Having read Richard Dawkins’ The God Delusion earlier in the year, I was interested to see what (Christian) Oxford Academic Alistair McGrath had to say about the work. This short book – 65 pages of main body, with another dozen or so of footnotes – is courteous in tone, but quite academic in its approach to engaging with Dawkins’ arguments, and pointing out the flaws where they can be found.
Oddly, though a Christian writer, McGrath doesn’t take the opportunity to win points for the Christian faith, but is rather trying to explain that atheism and theism alike are worldviews that are defensible, and not provable: for this reason, one of the endorsements for the book is from an atheist: one who has felt embarrassed by Dawkins.
Isn’t that interesting? An atheist endorsing the work of a theist (non-technical use of term!) because his philosophical bed-fellow has embarrassed him. Just shows the value of courtesy and moderation in conduct and conversation. “Play the ball” as they used to say, not “play the man”. I’ve sent you a link to an interesting article in Christianity Today where Alvin Plantinga engages with Dawkins.

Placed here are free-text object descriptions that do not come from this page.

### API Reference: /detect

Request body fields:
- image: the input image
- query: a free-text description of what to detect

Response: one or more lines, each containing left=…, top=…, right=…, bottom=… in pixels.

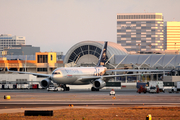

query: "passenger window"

left=52, top=72, right=60, bottom=74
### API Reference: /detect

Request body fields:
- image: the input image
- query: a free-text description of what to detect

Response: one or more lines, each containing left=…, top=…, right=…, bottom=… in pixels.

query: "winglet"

left=96, top=41, right=108, bottom=67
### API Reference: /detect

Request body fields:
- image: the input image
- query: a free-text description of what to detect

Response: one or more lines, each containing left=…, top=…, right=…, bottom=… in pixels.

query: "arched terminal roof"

left=64, top=41, right=128, bottom=64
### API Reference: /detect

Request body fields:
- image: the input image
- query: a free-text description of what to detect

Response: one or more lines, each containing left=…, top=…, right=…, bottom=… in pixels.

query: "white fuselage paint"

left=52, top=67, right=107, bottom=85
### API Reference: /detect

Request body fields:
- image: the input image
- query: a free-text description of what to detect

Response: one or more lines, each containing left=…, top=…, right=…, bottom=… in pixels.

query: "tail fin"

left=96, top=41, right=108, bottom=67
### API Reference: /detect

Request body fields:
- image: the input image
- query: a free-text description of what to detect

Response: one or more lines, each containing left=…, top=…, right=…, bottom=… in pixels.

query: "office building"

left=0, top=52, right=57, bottom=74
left=4, top=45, right=40, bottom=55
left=117, top=13, right=164, bottom=52
left=164, top=21, right=180, bottom=51
left=0, top=34, right=25, bottom=54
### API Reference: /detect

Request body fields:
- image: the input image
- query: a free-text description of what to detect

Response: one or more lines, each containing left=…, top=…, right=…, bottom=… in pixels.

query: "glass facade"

left=117, top=13, right=164, bottom=52
left=68, top=45, right=108, bottom=63
left=164, top=21, right=180, bottom=50
left=0, top=34, right=25, bottom=53
left=37, top=55, right=48, bottom=63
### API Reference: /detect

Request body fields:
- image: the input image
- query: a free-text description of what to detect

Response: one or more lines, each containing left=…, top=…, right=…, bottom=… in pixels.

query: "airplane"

left=6, top=41, right=170, bottom=91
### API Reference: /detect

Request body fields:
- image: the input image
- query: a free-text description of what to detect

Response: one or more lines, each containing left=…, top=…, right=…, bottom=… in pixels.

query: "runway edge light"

left=4, top=95, right=11, bottom=100
left=146, top=114, right=152, bottom=120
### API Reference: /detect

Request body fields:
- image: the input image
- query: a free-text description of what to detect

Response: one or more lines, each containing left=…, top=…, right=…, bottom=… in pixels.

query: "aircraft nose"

left=51, top=73, right=62, bottom=82
left=51, top=74, right=57, bottom=80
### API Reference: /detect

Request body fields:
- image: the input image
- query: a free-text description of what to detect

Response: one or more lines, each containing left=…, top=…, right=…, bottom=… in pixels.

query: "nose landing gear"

left=60, top=84, right=70, bottom=91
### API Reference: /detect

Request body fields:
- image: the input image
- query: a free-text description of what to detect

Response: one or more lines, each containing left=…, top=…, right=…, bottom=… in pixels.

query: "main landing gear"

left=60, top=84, right=70, bottom=91
left=91, top=87, right=99, bottom=91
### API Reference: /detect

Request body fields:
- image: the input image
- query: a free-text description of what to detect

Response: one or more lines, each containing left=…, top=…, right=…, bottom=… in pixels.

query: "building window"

left=37, top=68, right=47, bottom=72
left=51, top=55, right=53, bottom=61
left=67, top=45, right=108, bottom=63
left=37, top=55, right=48, bottom=63
left=16, top=79, right=28, bottom=84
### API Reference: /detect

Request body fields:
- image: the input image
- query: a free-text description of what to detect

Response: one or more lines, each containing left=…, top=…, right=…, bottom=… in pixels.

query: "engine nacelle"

left=40, top=78, right=51, bottom=88
left=93, top=79, right=106, bottom=89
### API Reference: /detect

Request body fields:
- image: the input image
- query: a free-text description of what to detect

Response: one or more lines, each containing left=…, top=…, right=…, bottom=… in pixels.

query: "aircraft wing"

left=6, top=68, right=51, bottom=77
left=78, top=73, right=159, bottom=83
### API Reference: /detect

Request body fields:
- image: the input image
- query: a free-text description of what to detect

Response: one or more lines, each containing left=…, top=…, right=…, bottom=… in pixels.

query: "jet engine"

left=40, top=78, right=51, bottom=88
left=93, top=79, right=106, bottom=89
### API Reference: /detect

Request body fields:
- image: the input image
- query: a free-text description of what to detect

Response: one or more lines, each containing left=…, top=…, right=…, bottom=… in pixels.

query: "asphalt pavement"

left=0, top=89, right=180, bottom=113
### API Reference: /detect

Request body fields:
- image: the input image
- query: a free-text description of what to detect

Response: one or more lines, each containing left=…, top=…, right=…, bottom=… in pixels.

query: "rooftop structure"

left=4, top=45, right=40, bottom=55
left=63, top=41, right=128, bottom=66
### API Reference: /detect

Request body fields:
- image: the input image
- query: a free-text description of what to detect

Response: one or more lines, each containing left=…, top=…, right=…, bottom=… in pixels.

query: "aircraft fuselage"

left=52, top=67, right=107, bottom=85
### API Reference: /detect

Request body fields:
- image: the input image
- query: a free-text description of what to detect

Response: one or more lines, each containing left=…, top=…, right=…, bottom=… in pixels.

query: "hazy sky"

left=1, top=0, right=180, bottom=54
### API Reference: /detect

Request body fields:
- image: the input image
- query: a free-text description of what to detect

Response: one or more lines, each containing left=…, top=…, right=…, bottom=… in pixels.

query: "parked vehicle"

left=147, top=81, right=164, bottom=92
left=47, top=85, right=62, bottom=91
left=17, top=84, right=29, bottom=89
left=136, top=82, right=147, bottom=89
left=32, top=84, right=38, bottom=89
left=170, top=81, right=180, bottom=93
left=4, top=84, right=13, bottom=89
left=109, top=89, right=115, bottom=96
left=137, top=85, right=147, bottom=94
left=149, top=86, right=159, bottom=93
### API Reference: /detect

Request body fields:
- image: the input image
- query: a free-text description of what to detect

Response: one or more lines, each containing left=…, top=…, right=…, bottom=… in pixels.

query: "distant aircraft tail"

left=96, top=41, right=108, bottom=67
left=5, top=67, right=9, bottom=72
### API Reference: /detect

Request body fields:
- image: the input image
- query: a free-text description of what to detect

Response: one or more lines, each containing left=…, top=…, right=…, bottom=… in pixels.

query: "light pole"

left=11, top=53, right=13, bottom=60
left=148, top=44, right=152, bottom=51
left=138, top=43, right=141, bottom=54
left=22, top=51, right=24, bottom=71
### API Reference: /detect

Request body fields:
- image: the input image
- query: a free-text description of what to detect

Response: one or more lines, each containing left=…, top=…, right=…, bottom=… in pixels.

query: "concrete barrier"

left=24, top=110, right=53, bottom=116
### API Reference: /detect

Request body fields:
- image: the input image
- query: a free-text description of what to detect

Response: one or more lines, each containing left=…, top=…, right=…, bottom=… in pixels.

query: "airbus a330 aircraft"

left=6, top=41, right=169, bottom=91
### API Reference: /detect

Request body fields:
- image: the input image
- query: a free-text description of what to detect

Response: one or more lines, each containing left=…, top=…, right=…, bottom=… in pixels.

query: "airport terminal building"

left=64, top=41, right=128, bottom=66
left=63, top=41, right=180, bottom=70
left=0, top=40, right=180, bottom=71
left=1, top=40, right=180, bottom=89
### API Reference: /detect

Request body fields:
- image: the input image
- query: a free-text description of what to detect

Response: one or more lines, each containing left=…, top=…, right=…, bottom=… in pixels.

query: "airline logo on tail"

left=96, top=41, right=107, bottom=67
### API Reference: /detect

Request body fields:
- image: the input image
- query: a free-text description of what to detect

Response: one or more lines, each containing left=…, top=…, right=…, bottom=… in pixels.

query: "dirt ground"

left=0, top=107, right=180, bottom=120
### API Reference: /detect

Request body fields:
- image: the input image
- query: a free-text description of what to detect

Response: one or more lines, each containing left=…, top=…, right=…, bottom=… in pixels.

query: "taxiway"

left=0, top=89, right=180, bottom=113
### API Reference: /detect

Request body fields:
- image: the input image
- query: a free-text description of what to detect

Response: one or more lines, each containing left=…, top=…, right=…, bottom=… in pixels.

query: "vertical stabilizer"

left=96, top=41, right=108, bottom=67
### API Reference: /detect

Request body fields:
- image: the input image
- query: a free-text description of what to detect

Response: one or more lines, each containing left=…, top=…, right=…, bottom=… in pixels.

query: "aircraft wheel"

left=91, top=87, right=95, bottom=91
left=63, top=88, right=66, bottom=91
left=63, top=87, right=70, bottom=91
left=66, top=87, right=70, bottom=91
left=91, top=87, right=99, bottom=91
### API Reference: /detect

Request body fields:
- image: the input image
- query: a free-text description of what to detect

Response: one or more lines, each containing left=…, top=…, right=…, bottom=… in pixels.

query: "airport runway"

left=0, top=89, right=180, bottom=113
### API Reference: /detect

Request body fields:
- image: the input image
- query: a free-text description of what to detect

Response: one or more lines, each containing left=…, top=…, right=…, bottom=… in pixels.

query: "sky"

left=0, top=0, right=180, bottom=54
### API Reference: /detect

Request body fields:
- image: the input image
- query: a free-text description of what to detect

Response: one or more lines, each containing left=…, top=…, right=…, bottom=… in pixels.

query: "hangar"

left=63, top=41, right=128, bottom=66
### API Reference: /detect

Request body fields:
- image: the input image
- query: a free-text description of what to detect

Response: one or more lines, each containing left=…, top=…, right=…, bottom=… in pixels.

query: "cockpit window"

left=52, top=72, right=61, bottom=74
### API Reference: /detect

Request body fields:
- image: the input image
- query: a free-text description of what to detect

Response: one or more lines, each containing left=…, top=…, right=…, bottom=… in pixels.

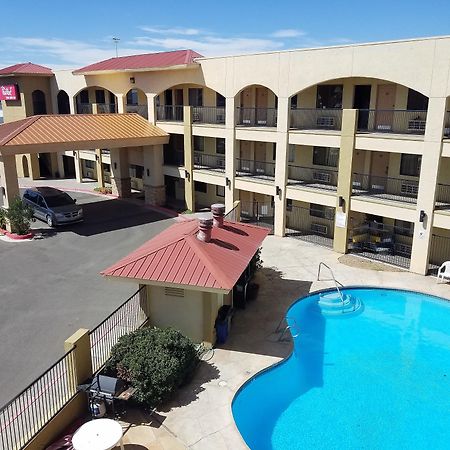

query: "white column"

left=225, top=96, right=237, bottom=212
left=146, top=94, right=157, bottom=123
left=74, top=152, right=83, bottom=183
left=116, top=94, right=126, bottom=114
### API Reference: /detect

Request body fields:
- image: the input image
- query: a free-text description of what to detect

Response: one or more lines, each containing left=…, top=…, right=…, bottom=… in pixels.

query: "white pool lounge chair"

left=437, top=261, right=450, bottom=282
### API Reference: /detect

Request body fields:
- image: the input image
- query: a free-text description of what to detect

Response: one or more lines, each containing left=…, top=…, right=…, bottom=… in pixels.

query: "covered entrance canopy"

left=0, top=113, right=169, bottom=207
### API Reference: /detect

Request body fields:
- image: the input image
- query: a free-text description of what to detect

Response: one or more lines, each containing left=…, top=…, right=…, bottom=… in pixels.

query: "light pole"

left=112, top=37, right=120, bottom=58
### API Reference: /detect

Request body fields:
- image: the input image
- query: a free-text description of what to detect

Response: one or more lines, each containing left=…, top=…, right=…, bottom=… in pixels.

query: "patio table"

left=72, top=418, right=124, bottom=450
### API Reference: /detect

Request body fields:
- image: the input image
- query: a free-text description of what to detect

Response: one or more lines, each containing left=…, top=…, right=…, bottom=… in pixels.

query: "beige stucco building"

left=2, top=37, right=450, bottom=274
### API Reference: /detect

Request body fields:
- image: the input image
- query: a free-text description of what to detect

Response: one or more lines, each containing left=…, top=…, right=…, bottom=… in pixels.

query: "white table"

left=72, top=418, right=124, bottom=450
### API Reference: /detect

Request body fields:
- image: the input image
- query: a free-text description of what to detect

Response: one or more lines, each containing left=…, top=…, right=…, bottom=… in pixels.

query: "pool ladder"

left=275, top=317, right=300, bottom=342
left=317, top=262, right=345, bottom=306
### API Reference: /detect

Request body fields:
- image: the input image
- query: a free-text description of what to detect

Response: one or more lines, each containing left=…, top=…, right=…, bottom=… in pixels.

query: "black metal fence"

left=352, top=173, right=419, bottom=204
left=96, top=103, right=117, bottom=114
left=285, top=205, right=335, bottom=248
left=194, top=152, right=225, bottom=172
left=290, top=108, right=342, bottom=131
left=357, top=109, right=427, bottom=135
left=348, top=221, right=412, bottom=269
left=236, top=107, right=277, bottom=127
left=236, top=158, right=275, bottom=178
left=224, top=203, right=239, bottom=222
left=0, top=348, right=77, bottom=450
left=90, top=286, right=147, bottom=373
left=192, top=106, right=226, bottom=125
left=76, top=103, right=92, bottom=114
left=287, top=165, right=338, bottom=191
left=239, top=201, right=274, bottom=232
left=126, top=104, right=148, bottom=119
left=156, top=105, right=184, bottom=121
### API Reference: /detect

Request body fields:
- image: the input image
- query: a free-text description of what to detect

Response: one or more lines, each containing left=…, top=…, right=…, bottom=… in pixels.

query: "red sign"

left=0, top=84, right=18, bottom=101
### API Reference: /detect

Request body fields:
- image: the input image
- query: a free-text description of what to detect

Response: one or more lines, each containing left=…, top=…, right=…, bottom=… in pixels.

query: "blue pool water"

left=232, top=288, right=450, bottom=450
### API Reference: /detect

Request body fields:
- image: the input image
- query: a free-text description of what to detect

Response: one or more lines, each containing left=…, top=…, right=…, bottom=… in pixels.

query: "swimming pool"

left=232, top=288, right=450, bottom=450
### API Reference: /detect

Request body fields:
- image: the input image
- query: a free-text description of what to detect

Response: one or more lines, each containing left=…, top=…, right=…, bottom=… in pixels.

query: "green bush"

left=105, top=327, right=199, bottom=407
left=0, top=208, right=6, bottom=229
left=3, top=197, right=34, bottom=235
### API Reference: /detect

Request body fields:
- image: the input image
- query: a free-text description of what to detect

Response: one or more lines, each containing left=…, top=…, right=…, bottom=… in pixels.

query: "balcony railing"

left=435, top=183, right=450, bottom=210
left=352, top=173, right=419, bottom=204
left=194, top=152, right=225, bottom=172
left=163, top=149, right=184, bottom=166
left=444, top=111, right=450, bottom=138
left=156, top=105, right=184, bottom=122
left=357, top=109, right=427, bottom=135
left=96, top=103, right=117, bottom=114
left=236, top=107, right=277, bottom=127
left=287, top=165, right=338, bottom=191
left=126, top=104, right=148, bottom=119
left=236, top=158, right=275, bottom=178
left=290, top=108, right=342, bottom=131
left=76, top=103, right=92, bottom=114
left=192, top=106, right=225, bottom=125
left=239, top=201, right=274, bottom=231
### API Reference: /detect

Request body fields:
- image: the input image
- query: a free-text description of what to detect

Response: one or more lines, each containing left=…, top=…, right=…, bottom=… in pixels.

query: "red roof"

left=73, top=49, right=202, bottom=74
left=0, top=62, right=53, bottom=76
left=101, top=218, right=269, bottom=291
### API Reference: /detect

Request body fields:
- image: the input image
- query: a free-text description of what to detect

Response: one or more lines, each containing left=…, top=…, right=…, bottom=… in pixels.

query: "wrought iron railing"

left=126, top=104, right=148, bottom=119
left=89, top=286, right=147, bottom=373
left=224, top=203, right=239, bottom=222
left=287, top=165, right=338, bottom=191
left=290, top=108, right=342, bottom=131
left=192, top=106, right=226, bottom=125
left=76, top=103, right=92, bottom=114
left=0, top=348, right=77, bottom=450
left=194, top=152, right=225, bottom=172
left=163, top=149, right=184, bottom=166
left=357, top=109, right=427, bottom=135
left=96, top=103, right=117, bottom=114
left=435, top=183, right=450, bottom=210
left=156, top=105, right=184, bottom=122
left=236, top=158, right=275, bottom=178
left=236, top=107, right=277, bottom=127
left=352, top=173, right=419, bottom=204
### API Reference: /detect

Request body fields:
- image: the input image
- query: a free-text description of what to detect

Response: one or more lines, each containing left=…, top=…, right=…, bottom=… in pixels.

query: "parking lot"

left=0, top=189, right=176, bottom=406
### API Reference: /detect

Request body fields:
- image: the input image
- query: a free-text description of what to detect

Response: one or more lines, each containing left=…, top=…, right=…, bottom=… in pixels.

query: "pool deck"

left=113, top=235, right=450, bottom=449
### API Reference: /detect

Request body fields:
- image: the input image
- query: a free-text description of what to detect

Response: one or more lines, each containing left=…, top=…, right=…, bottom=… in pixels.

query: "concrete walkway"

left=111, top=235, right=450, bottom=449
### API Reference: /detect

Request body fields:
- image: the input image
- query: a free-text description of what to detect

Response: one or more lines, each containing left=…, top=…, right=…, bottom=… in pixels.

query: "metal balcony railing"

left=290, top=108, right=342, bottom=131
left=194, top=152, right=225, bottom=172
left=76, top=103, right=92, bottom=114
left=435, top=183, right=450, bottom=209
left=192, top=106, right=226, bottom=125
left=236, top=158, right=275, bottom=178
left=357, top=109, right=427, bottom=135
left=236, top=107, right=277, bottom=127
left=126, top=104, right=148, bottom=119
left=156, top=105, right=184, bottom=122
left=352, top=173, right=419, bottom=204
left=287, top=165, right=338, bottom=191
left=96, top=103, right=117, bottom=114
left=163, top=149, right=184, bottom=166
left=444, top=111, right=450, bottom=138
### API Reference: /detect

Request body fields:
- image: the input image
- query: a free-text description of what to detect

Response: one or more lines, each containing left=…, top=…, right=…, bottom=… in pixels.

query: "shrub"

left=0, top=208, right=6, bottom=229
left=94, top=186, right=113, bottom=195
left=3, top=197, right=34, bottom=235
left=105, top=327, right=199, bottom=408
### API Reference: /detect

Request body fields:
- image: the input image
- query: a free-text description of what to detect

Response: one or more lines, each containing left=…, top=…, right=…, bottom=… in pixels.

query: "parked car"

left=22, top=187, right=83, bottom=227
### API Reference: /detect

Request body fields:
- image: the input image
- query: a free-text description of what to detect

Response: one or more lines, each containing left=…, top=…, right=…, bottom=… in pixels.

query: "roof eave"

left=0, top=73, right=53, bottom=78
left=73, top=63, right=199, bottom=76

Plantinga’s an old philosopher now, but very useful.
I am an atheist and agree with most of what Dawkins says on evolution. It’s the way that he sometimes says things that I believe doesnt help his cause. I don’t, however, support the contention that religion and science are diametrically opposed. In my view one is a process of learning and deducing information — the other a matter of faith. You shouldnt need to test faith using science, if you do then (again, in my view) it’s hardly faith ;).